The African-Argentine community developed its own dance of the time as well. A wild, frenetic dance heavy on improvisation evolved within the slave community of Buenos Aires. This dance was called the tango. The milonga dancers copied some of the steps from the tango into their own dance, and some say that milongueros adopted the term "tango" as a mockery of the slave community. Eventually, tango came to mean the dance that incorporated the milonga and African dances of the time.

Argentinians didn’t embrace the dance as proper—to this day, some members of older generations see tango as slightly dirty. But not everyone saw it this way. When a playboy from Argentina introduced the tango to Parisian dance floors, it quickly became the rage. Socialites held "tango teas" in lieu of literary salons. Women’s shoes were elongated to exaggerate the drama of the tango steps. With its sensuous moves, the tango was still a considered a slightly scandalous dance by Europeans, but because they hadn’t witnessed the evolution of street tango, the dance wasn’t seen as "dirty." Argentinians looked up to Parisians as models of high society, so when Europe embraced the tango as a legitimate dance, Argentina did the same. The tango grew in popularity from the 1930s to the mid-1940s. Even when the worldwide depression struck Argentina in the 1930s, tango served the same purpose that Hollywood cinema served in America—escape. But the tango was also a reminder of the sorrow of the times. Tango music contained lyrics such as "I am just a passage in your life, nothing more," and "the world is and always was a mess."
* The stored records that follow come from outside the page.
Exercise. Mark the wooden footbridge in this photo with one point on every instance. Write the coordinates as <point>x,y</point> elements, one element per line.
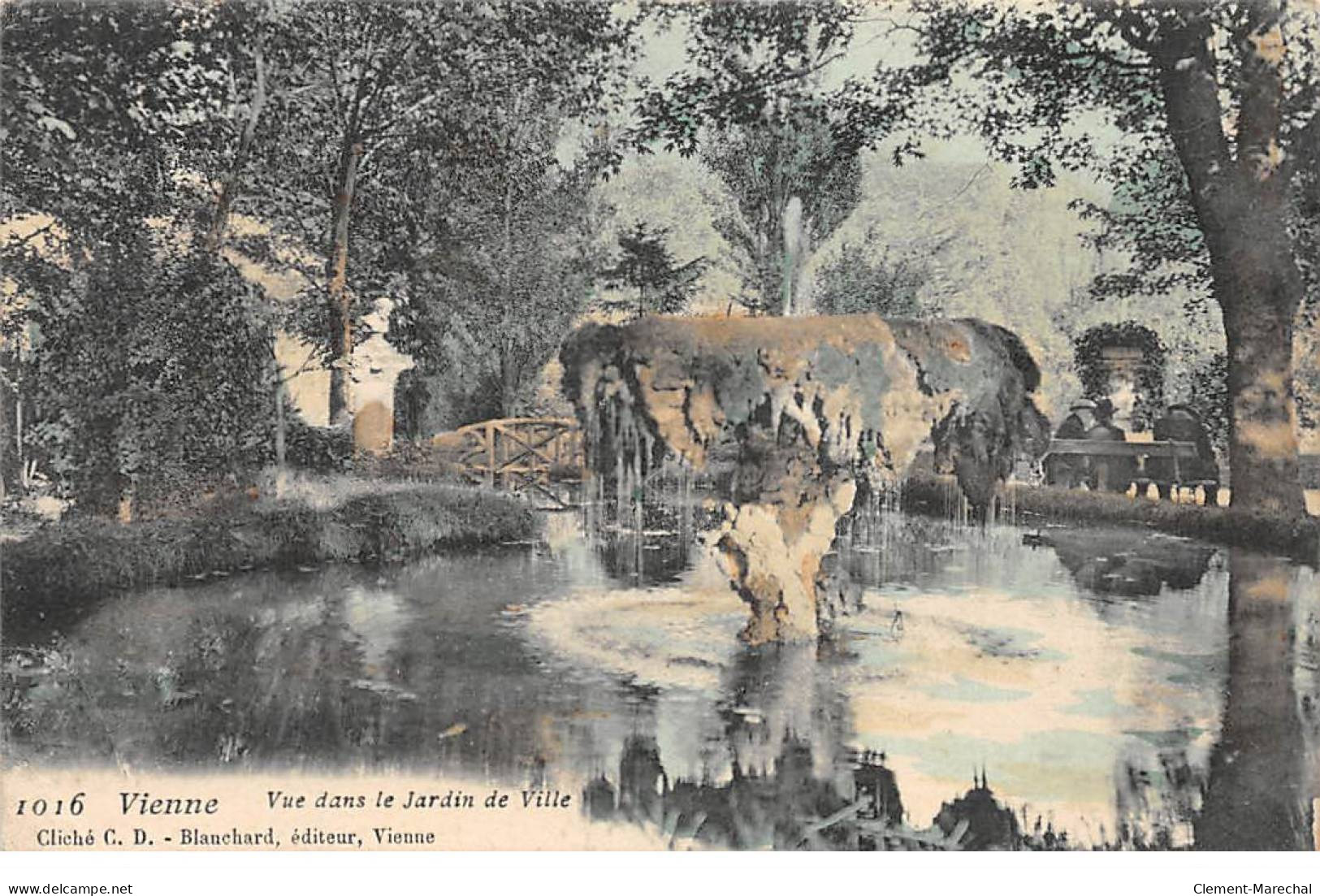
<point>539,457</point>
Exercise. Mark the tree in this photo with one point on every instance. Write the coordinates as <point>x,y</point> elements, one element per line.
<point>1229,90</point>
<point>753,105</point>
<point>792,186</point>
<point>145,372</point>
<point>865,279</point>
<point>646,264</point>
<point>370,86</point>
<point>513,266</point>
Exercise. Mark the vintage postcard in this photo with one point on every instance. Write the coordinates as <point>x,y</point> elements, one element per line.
<point>630,425</point>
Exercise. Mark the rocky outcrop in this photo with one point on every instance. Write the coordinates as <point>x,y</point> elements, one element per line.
<point>809,408</point>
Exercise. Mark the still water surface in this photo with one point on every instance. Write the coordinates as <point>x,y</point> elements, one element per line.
<point>1113,686</point>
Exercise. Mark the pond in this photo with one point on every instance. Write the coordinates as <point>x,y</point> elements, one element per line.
<point>1058,688</point>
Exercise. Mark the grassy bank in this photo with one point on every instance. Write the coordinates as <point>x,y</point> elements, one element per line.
<point>1295,537</point>
<point>61,569</point>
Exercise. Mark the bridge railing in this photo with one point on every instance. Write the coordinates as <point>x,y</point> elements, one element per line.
<point>517,454</point>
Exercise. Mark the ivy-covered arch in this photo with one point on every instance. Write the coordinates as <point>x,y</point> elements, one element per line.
<point>1094,375</point>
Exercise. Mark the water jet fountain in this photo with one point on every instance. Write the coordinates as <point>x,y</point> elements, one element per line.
<point>804,409</point>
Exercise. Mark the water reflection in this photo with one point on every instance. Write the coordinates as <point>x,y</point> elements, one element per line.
<point>1262,784</point>
<point>1117,689</point>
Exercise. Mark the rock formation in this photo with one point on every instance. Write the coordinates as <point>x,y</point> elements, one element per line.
<point>807,408</point>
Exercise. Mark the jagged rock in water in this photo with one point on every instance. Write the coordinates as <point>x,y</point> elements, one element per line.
<point>809,407</point>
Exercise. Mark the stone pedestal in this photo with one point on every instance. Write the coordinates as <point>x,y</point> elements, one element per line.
<point>375,370</point>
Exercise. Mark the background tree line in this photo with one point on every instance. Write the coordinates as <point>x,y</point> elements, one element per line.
<point>162,161</point>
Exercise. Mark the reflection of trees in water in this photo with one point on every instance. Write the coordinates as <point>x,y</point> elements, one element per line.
<point>1262,780</point>
<point>790,775</point>
<point>1129,564</point>
<point>790,807</point>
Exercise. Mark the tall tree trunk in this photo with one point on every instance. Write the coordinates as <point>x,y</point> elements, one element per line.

Because of some of the politically loaded lyrics, Argentina’s military regime censored tango lyrics in 1943. When Juan Domingo Péron came into office, he seized the chance to gain popularity and lifted censorship in 1949. But when the Péron family left office, military rule fell over the country again and the tango’s popularity ended. The country’s national pastime was outlawed, and despite some tango music developments in the 1950s, tango virtually disappeared in Argentina until the late 1970s.

But when the milongueros of the 1930s and 1940s started reaching their golden years, they realized that the dance could possibly go extinct if they did not pass it on. Places to dance the tango started reemerging, with dancers from the previous generation, as well as their protegés, building upon the steps of their forerunners. When a stage tango show, Tango Argentino, opened in Paris in 1983, the dance returned to the city that made it a mark of elegance. The craze resurged, and today tango is danced fervently everywhere from Paris to Portland, Oregon, to New York City, to New Zealand. And if the success of the 1998 Broadway hit "Forever Tango" says anything, it’s not going to disappear anytime soon.